Duas abordagens, um princípio comum
Para pacientes com carcinomatose peritoneal primária ginecológica, existem dois caminhos possíveis. O preferencial é a cirurgia primária seguida de quimioterapia. Esta abordagem, segundo o Dr. Arnaldo, oferece as maiores chances de cura. Para casos mais avançados, o caminho alternativo é a quimioterapia neoadjuvante, que é aquela administrada por via intravenosa durante três a seis ciclos, seguida pela cirurgia de intervalo e, então, a HIPEC.
Aqui reside um ponto fundamental,
frequentemente mal compreendido: a HIPEC não é realizada na cirurgia primária
para tumores ginecológicos. "A evidência de eficácia da HIPEC nesse
contexto existe quando a quimioterapia intravenosa já foi administrada
previamente. Se isso não aconteceu, a HIPEC não terá o efeito esperado",
explica o Dr. Arnaldo.
O problema da quimioterapia neoadjuvante desnecessária
Outro problema na prática clínica, segundo o especialista, é o encaminhamento de pacientes para quimioterapia neoadjuvante sem que isso seja realmente necessário. Duas situações contribuem para esse cenário: o oncologista clínico não dispõe de um cirurgião de peritônio para indicar a cirurgia primária, ou o cirurgião disponível não possui preparo técnico suficiente para avaliar corretamente a doença peritoneal e acaba classificando como avançado um caso que poderia ser operado.
"Muitas pacientes recebem
quimioterapia neoadjuvante sem precisar. Isso prejudica diretamente suas
chances de cura, porque a cirurgia primária bem executada oferece resultados
significativamente superiores", alerta.
A cirurgia como fator decisivo
Para o Dr. Arnaldo, o elemento mais crítico em todo o processo não é a HIPEC, mas sim a qualidade da cirurgia citorredutora. Isso exige um cirurgião especializado em peritônio, com conhecimento profundo dos locais nos quais a doença pode se esconder, inclusive em nível microscópico, e com domínio da dinâmica do fluido peritoneal, que determina como as células tumorais se distribuem pela cavidade abdominal.

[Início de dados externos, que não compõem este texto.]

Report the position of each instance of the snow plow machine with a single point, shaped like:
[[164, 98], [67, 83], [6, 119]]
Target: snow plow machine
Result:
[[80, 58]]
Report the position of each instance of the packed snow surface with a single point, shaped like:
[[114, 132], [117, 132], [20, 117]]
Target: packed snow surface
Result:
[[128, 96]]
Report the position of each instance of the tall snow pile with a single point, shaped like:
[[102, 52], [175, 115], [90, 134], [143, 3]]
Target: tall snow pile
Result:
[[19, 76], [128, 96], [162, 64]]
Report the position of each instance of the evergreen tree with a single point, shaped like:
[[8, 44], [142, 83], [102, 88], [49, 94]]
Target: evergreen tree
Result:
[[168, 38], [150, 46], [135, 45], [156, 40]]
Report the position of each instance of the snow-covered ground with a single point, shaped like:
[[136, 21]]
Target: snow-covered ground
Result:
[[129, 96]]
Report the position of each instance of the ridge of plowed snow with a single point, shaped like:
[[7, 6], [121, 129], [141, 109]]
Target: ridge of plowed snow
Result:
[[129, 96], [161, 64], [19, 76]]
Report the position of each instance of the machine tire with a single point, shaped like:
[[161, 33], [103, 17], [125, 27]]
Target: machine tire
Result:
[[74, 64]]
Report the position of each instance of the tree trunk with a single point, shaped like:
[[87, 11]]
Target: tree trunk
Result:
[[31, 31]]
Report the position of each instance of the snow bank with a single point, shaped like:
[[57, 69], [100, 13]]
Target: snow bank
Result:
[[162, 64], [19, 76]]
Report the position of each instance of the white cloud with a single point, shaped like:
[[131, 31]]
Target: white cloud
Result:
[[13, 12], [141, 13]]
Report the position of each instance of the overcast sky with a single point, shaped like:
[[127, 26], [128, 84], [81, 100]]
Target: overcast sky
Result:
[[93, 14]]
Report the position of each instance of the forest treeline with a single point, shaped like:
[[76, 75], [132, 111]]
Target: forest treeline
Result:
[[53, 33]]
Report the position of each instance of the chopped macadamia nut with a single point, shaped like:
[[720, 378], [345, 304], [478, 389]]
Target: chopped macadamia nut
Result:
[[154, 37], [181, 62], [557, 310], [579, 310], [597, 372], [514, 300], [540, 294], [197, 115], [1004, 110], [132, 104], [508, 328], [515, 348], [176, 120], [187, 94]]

"O cirurgião precisa saber não apenas onde a doença está, mas também onde esteve e onde pode estar sem ser vista. Sem esse conhecimento, a cirurgia é incompleta, independentemente de ter HIPEC ou não", afirma.
O especialista chama atenção para uma realidade preocupante no Brasil: há poucos cirurgiões verdadeiramente especializados em peritônio no país, o que torna ainda mais importante que pacientes com esse diagnóstico busquem centros de referência antes de iniciar qualquer tratamento.
"A escolha do cirurgião e do centro em que a cirurgia será realizada pode ser a decisão mais importante que uma paciente com carcinomatose ginecológica vai tomar", conclui o Dr. Arnaldo Urbano Ruiz.